The Poor - Analysis
Care that begins as humiliation
Williams’s central point is bleak and specific: an authority figure can secure obedience not by kindness, but by wearing people down until cruelty feels like help. The School Physician constantly tormenting
the poor parents with reminders
is not presented as educating them; it is presented as a steady pressure applied to an already vulnerable family. The detail of lice in
the children’s hair
matters because it is intimate, stigmatizing, and public-adjacent: it turns poverty into something you can point at on a child’s body.
Hatred as the first honest response
The poem’s early logic is clear: the physician’s behavior first / brought their hatred down on him
. That phrase makes hatred feel almost gravitational, as if it’s the predictable consequence of being shamed. And it’s not abstract hatred; it’s directed, personal, and earned. The poor are not portrayed as irrationally resentful of medicine; they are resentful of how medicine is being used—less as healing than as a moral rebuke delivered through their children.
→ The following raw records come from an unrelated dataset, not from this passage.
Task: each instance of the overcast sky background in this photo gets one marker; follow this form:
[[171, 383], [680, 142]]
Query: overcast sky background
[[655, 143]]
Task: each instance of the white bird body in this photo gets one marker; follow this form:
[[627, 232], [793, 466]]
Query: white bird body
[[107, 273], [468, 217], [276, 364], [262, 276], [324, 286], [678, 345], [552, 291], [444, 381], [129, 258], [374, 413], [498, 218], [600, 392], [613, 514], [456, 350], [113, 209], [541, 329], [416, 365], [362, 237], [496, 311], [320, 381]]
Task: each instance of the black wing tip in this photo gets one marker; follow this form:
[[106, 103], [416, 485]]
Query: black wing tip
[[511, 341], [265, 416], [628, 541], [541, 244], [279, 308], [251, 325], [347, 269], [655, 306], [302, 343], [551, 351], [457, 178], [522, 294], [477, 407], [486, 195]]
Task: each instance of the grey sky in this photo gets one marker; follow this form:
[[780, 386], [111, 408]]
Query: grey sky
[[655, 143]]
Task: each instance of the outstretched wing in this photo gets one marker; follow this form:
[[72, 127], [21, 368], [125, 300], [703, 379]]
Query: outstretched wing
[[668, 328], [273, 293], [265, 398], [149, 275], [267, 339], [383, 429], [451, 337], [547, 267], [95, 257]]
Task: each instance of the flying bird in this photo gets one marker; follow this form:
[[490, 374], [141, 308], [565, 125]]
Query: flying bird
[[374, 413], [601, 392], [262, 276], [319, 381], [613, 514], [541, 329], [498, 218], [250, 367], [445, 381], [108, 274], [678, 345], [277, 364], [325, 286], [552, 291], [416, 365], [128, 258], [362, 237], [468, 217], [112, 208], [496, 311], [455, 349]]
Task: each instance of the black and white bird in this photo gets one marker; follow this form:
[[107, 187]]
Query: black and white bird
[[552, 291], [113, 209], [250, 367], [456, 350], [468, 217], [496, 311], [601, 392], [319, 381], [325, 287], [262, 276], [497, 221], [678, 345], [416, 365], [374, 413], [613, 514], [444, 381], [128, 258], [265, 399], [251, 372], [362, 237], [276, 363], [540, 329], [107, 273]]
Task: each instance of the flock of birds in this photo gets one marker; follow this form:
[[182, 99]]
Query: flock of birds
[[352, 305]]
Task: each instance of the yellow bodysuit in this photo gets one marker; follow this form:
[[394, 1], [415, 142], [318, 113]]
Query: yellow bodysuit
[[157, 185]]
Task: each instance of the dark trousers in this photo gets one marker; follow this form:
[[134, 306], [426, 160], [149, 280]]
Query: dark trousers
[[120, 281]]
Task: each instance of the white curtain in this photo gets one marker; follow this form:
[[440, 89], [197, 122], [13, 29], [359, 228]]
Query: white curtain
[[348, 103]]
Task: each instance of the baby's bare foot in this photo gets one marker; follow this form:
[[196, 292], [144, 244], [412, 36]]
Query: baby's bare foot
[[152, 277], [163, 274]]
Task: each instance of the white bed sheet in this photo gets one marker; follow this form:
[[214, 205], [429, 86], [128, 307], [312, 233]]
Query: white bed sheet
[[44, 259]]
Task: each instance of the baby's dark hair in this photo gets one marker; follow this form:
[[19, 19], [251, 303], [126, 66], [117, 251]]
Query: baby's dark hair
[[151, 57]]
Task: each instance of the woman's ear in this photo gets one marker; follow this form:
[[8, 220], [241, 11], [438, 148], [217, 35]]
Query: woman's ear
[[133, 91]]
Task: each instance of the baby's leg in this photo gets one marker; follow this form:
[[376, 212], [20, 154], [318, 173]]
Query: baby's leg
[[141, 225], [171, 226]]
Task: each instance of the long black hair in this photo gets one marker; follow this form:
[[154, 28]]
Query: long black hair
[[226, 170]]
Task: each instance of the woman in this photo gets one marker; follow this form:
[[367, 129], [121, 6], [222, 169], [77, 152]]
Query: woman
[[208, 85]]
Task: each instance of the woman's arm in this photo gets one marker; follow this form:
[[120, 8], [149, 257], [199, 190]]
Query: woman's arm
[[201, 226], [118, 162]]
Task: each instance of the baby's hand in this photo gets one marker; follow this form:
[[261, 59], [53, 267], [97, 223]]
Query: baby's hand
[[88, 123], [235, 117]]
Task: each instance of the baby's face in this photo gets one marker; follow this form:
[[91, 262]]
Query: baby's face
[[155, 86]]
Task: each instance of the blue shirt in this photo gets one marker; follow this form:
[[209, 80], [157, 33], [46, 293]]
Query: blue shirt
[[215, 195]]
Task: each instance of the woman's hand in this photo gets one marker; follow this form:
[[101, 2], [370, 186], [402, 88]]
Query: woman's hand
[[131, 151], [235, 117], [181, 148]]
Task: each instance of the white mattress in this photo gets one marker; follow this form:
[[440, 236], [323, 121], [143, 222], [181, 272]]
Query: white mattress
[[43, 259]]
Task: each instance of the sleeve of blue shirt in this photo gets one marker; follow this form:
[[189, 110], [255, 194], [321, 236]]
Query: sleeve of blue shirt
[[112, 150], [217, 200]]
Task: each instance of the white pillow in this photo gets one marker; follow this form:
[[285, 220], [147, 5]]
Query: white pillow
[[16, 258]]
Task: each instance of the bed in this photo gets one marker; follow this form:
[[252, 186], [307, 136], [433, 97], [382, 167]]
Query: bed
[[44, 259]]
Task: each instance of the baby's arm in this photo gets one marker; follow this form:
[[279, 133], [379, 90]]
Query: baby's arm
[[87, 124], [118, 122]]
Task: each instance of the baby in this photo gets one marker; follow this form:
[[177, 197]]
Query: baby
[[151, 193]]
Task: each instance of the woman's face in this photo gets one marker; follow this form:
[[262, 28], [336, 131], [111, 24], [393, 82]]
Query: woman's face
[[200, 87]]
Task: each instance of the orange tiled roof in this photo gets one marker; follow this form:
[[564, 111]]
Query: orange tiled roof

The turn: familiarity turns harm into a relationship
The poem pivots on the single word But
, and with it the tone cools from anger into something more unsettling. By this familiarity / they grew used to him
describes a kind of social conditioning: repetition doesn’t correct injustice; it dulls the ability to protest it. The physician’s ongoing access—his repeated entrance into their lives through school and health—becomes familiarity
, and familiarity becomes leverage. What began as harassment gets rebranded by time as normal contact.
Friend and adviser: the poem’s sharpest contradiction
The last lines land like an accusation: at last, / took him for their friend and adviser
. The contradiction is the poem’s engine: the same person who tormenting
them ends up trusted. Williams doesn’t say the physician changed; the poor did—because they grew used to him
. The ending is not uplifting; it suggests that under constant scrutiny, people may accept the voice that shames them as the voice that knows best. In that sense the poem is less about lice than about power: how institutional authority can convert resentment into dependence simply by staying close long enough.